Additionally, the parallelism of LabVIEW graphical programming is ideally suited for the parallel architecture of FPGAs for implementing synchronous or asynchronous parallel tasks. Finally, because the LabVIEW FPGA Module executes your logic in hardware, your system can process and generate synchronized analog and digital signals rapidly and deterministically. Figure 1 illustrates many of the NI RIO devices that you can configure using the LabVIEW FPGA Module.
Figure 1. LabVIEW FPGA VI Block Diagram and RIO Hardware Platforms
2. NI RIO Hardware
The LabVIEW FPGA Module provides valuable benefits to measurement and control engineers because of the tight, out-of-the-box integration between LabVIEW software and the commercial off-the-shelf (COTS) hardware architecture of the FPGA and surrounding I/O components. LabVIEW FPGA is continually expanding into many National Instruments platforms.
With the implementation of RIO technology on PCI, PXI, Compact Vision System and CompactRIO, engineers now have the benefits of a COTS platform with the high-performance, flexibility, and customization benefits of FPGAs at their disposal to build measurement and control systems.
National Instruments PCI and PXI R Series plug-in data acquisition devices provide analog and digital data acquisition and control for high-performance, user-configurable timing and synchronization, as well as onboard decision making on a single device. Using these devices, you can extend your NI PXI or PCI system to include high-speed discrete and analog control, custom communication protocols, interfaces to custom sensors, custom data acquisition devices, and precise timing and synchronization.
NI CompactRIO, a platform centered on RIO technology, provides a small, industrially rugged, and modular platform that gives you high-performance I/O and unprecedented flexibility for off-the-shelf embedded systems. You can use NI CompactRIO to build an embedded system for applications such as in-vehicle data acquisition, mobile NVH testing, and embedded machine control systems. Additionally, CompactRIO provides a flexible architecture that leverages off-the-shelf processors such as Freescale PowerPCs, real-time operating systems such as Wind River VxWorks, custom digital logic using Xilinx FPGAs, and I/O from National Instruments and many other vendors. Additionally, using the CompactRIO module development kit, you can leverage this framework to develop your own custom CompactRIO modules. The rugged NI CompactRIO system is industrially rated and certified, and it is designed for greater than 50 g of shock at a temperature range of -40 to 70 °C.
NI Compact Vision System is a rugged machine vision package that withstands the harsh environments common in robotics, automated test, and industrial inspection systems.

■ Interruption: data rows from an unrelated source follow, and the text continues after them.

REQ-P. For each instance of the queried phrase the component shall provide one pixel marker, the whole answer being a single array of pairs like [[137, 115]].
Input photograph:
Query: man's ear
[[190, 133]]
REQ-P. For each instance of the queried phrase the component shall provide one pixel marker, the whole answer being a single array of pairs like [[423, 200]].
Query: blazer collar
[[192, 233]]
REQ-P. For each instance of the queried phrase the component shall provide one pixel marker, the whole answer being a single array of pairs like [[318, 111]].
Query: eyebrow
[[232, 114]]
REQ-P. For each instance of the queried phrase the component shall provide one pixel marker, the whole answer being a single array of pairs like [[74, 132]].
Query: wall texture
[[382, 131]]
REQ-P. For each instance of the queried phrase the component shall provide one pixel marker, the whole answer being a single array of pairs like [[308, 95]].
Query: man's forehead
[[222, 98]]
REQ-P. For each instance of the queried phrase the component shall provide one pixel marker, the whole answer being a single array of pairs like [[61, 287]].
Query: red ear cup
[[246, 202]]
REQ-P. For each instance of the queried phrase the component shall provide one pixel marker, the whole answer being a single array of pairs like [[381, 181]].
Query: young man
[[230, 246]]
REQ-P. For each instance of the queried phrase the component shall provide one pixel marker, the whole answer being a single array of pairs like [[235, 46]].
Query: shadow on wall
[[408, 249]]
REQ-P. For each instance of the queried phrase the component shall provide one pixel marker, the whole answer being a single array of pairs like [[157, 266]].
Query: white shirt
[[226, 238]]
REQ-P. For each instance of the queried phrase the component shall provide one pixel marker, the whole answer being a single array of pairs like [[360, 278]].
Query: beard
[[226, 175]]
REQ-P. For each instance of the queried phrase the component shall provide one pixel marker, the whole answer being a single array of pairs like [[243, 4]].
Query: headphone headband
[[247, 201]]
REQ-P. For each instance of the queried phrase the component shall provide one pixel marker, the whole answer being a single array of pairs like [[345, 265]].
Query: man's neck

NI CVS-145x devices offer unprecedented I/O capabilities and network connectivity for distributed machine vision applications. NI CVS-145x systems use IEEE 1394 (FireWire) technology that is compatible with more than 40 cameras with a wide range of functionality, performance, and price. NI CVS-1455 and NI CVS-1456 devices contain reconfigurable FPGAs so you can implement custom counters, timing, or motor control in your machine vision application.
The NI PXI-6653 and NI PXI-6652 timing and synchronization control modules use the trigger bus, star trigger, and system reference clock features of PXI to implement multidevice or multichassis synchronization. The LabVIEW FPGA Module targets the FPGA on the PXI-6653/2 modules to develop custom, user-defined applications that were previously impossible to implement with off-the-shelf hardware. These applications include timing and synchronization techniques, custom triggering, and high-speed analog counters.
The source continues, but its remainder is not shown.